Order Strepsiptera: Insects in this group are parasites of other insects, particularly bees, grasshoppers, and the true bugs. The immature Strepsiptera lies in wait on a flower and quickly burrows into any host insect that comes along. Strepsiptera undergo complete metamorphosis and pupate within the host insect's body.
Order Diptera: Diptera is one of the largest orders, with nearly 100,000 insects named to the order. These are the true flies, mosquitoes, and gnats. Insects in this group have modified hindwings which are used for balance during flight. The forewings function as the propellers for flying.
Order Lepidoptera: The butterflies and moths of the order Lepidoptera comprise the second largest group in the class Insecta. These well-known insects have scaly wings with interesting colors and patterns. You can often identify an insect in this order just by the wing shape and color.

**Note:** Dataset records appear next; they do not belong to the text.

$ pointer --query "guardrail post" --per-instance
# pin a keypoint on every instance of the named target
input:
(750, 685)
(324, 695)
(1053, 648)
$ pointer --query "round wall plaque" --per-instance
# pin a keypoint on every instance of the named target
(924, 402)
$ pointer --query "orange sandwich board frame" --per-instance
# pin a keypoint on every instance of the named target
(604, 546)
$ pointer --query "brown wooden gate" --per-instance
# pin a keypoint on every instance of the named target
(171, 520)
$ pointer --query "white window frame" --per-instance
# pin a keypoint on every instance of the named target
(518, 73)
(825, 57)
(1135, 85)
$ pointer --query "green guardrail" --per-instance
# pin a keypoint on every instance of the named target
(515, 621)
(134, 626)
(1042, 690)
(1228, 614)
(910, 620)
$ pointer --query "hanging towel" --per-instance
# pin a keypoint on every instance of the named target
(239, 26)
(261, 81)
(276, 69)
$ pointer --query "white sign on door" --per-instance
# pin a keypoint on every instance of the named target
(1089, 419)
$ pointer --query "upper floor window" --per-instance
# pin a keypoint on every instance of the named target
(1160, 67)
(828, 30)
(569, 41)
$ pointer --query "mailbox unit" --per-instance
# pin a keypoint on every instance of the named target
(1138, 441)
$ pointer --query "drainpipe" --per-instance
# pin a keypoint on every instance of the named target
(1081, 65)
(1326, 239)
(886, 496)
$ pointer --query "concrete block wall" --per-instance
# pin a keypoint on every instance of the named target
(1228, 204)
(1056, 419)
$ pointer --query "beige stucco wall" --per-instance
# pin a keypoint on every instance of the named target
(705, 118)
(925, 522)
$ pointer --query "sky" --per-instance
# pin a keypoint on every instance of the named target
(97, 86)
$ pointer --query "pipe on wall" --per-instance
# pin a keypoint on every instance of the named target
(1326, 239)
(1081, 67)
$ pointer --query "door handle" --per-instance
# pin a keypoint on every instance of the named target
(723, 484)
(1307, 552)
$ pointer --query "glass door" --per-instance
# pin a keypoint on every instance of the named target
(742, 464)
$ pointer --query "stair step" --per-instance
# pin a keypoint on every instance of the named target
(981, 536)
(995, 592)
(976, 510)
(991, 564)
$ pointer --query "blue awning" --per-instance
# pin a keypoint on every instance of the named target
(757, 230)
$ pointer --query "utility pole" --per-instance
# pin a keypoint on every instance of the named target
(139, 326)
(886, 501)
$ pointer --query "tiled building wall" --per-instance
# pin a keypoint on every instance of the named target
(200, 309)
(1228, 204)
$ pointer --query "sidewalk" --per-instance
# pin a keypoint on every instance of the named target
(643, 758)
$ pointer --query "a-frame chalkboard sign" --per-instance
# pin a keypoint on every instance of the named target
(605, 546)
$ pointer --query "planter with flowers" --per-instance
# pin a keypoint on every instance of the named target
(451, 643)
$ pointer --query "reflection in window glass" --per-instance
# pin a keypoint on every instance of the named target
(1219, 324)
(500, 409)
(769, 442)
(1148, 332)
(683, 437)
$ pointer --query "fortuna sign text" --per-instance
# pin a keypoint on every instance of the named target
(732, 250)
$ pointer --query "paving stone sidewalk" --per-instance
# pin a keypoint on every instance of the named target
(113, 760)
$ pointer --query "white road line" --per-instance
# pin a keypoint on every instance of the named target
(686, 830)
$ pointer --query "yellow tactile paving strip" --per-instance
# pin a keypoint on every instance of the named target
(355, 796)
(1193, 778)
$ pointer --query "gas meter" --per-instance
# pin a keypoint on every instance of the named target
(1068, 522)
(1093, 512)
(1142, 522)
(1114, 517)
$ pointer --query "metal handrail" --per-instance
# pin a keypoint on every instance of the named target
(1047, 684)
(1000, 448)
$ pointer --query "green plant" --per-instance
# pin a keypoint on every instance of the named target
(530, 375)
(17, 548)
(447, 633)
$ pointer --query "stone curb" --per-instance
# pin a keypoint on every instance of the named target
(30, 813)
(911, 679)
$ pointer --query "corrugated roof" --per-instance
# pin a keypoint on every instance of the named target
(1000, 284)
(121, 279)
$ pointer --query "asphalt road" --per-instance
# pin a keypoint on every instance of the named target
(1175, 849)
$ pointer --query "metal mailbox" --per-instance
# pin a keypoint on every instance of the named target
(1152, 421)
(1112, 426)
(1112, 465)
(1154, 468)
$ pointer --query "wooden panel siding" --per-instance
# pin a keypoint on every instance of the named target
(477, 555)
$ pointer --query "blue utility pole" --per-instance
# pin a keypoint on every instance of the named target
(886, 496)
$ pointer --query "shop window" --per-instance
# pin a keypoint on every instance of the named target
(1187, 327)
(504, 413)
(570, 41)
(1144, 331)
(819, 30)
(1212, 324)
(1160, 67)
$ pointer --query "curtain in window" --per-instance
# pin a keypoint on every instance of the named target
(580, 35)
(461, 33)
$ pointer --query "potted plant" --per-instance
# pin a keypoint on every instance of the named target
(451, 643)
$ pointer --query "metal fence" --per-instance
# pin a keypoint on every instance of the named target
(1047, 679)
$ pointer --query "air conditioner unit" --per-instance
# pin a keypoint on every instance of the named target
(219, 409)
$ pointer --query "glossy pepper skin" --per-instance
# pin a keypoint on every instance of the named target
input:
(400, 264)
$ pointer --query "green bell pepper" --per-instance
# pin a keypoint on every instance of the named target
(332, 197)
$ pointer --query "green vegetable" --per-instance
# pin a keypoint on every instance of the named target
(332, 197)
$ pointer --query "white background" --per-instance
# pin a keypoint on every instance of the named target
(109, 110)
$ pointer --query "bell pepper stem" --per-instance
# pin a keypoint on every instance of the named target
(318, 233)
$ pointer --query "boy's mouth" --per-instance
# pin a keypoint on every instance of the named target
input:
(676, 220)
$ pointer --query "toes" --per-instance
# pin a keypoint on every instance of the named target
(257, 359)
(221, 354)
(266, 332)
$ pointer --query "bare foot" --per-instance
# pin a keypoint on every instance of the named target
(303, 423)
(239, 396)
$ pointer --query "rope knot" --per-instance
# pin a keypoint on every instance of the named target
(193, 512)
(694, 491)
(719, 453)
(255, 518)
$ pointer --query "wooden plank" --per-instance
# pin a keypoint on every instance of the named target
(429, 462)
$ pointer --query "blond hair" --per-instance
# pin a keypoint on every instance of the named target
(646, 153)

Order Trichoptera: Caddisflies are nocturnal as adults and aquatic when immature. The caddisfly adults have silky hairs on their wings and body, which is key to identifying a Trichoptera member. The larvae spin traps for prey with silk. They also make cases from the silk and other materials that they carry and use for protection.
Order Hymenoptera: The order Hymenoptera includes many of the most common insects - ants, bees, and wasps. The larvae of some wasps cause trees to form galls, which then provides food for the immature wasps. Other wasps are parasitic, living in caterpillars, beetles, or even aphids. This is the third-largest insect order with just over 100,000 species.